As dores de Maio de 1975 foram crescendo, dia a noite, cada vez mais sentidas pela guarnição e, em particular, pelos homens que saíam em serviços - para a cidade de Carmona, ou para os patrulhamentos a itinerários.
A autoridade militar portuguesa era frequentemente questionada, ora pelos dirigentes e militares dos movimentos, ora pela população civil europeia. Já aqui várias vezes falámos disso. 
Não era invulgar sermos maltratados e acusados!! E muitos europeus cuspiam e vociferavam palavrões à nossa passagem. O Livro da Unidade dá conta de, relativamente à guarnição, «começar a verificar-se desautorizada e alvo de atropelos, o que levou publicamente a afirmar «viver-se numa ilha no mar da FNLA», com todas as inconveniência que daí advêem».

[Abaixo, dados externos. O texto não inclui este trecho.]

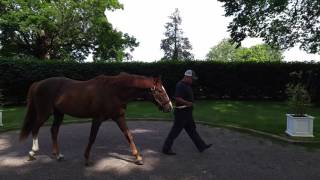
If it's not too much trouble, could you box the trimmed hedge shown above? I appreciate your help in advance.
[0,59,320,103]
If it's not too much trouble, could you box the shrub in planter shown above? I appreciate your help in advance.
[286,72,314,137]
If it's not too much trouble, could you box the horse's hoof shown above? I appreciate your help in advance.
[135,160,143,165]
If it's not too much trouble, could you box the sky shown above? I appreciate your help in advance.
[106,0,320,62]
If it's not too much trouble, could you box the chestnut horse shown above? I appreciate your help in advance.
[20,73,172,165]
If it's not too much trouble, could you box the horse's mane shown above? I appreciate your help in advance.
[95,72,152,88]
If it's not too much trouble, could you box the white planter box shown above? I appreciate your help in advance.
[286,114,314,137]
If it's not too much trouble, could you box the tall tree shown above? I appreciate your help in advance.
[160,9,193,60]
[206,39,283,62]
[206,39,236,62]
[218,0,320,53]
[0,0,138,61]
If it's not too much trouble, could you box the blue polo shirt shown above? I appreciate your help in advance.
[175,81,194,106]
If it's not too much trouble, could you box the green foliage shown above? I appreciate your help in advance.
[286,71,311,117]
[218,0,320,53]
[286,83,311,117]
[206,39,237,62]
[0,58,320,103]
[206,39,283,62]
[0,0,138,61]
[160,9,193,60]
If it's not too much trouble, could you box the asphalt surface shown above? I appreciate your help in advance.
[0,121,320,180]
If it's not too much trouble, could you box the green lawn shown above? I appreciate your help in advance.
[0,100,320,140]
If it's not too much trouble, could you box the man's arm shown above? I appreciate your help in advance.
[176,97,193,107]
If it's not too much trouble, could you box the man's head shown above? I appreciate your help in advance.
[183,69,198,84]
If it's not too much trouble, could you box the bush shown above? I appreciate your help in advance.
[0,59,320,103]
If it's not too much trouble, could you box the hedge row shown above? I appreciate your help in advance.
[0,59,320,103]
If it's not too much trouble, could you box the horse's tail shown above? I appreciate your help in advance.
[20,83,37,141]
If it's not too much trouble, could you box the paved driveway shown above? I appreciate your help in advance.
[0,121,320,180]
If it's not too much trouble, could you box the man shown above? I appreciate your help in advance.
[162,69,212,155]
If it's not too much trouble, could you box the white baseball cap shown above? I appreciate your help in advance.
[184,69,198,80]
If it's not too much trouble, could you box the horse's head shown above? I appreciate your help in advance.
[151,77,173,112]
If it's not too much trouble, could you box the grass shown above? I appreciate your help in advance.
[0,100,320,141]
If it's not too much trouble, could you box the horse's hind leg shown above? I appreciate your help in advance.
[84,119,102,166]
[29,114,49,160]
[51,110,64,161]
[116,116,143,165]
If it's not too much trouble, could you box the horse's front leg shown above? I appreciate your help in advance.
[84,119,102,166]
[116,115,143,165]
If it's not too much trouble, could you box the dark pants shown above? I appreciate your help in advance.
[162,108,206,151]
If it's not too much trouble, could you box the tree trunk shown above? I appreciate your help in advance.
[35,30,50,60]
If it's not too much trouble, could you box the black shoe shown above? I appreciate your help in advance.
[162,149,177,156]
[199,144,212,152]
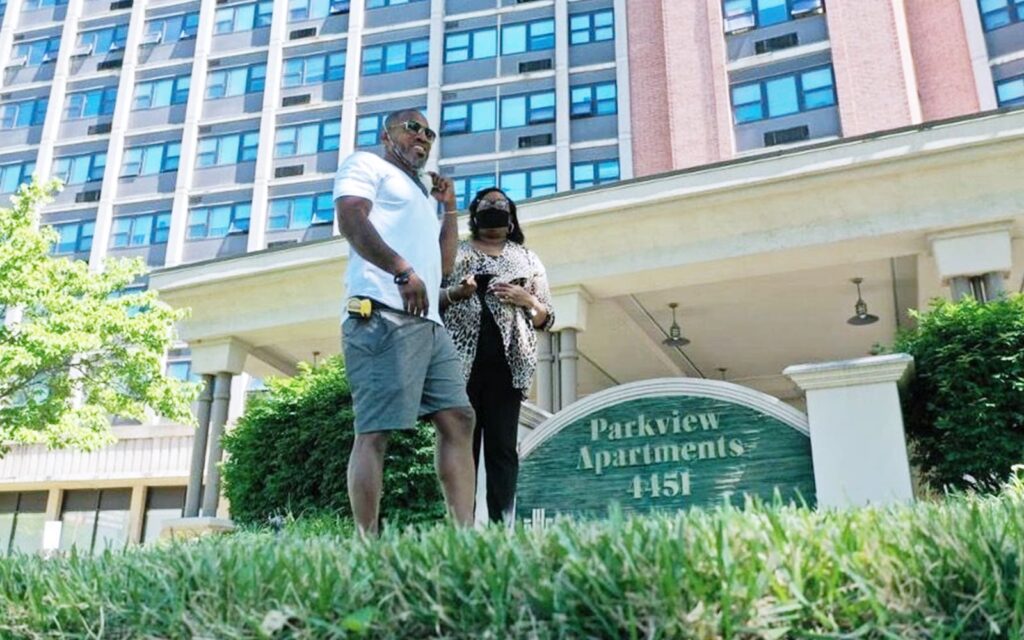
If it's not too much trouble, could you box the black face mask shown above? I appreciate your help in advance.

A FNLA era, de verdade, a força nacionalista dominadora da povíncia do Uíge, dizendo-se na altura que teria mais de 20 000 homens armados - número que nunca foi possível confirmar. E as escaramuças com o MPLA (principalmente) e depois com a UNITA pasarem ser frequentes - quiçá diárias. 
Era nesse tempo que os Cavaleiros do Norte tinham de ser árbitro justo e imparcial. Papel que, julgo bem, exercemos com honra e às vezes com sérios riscos.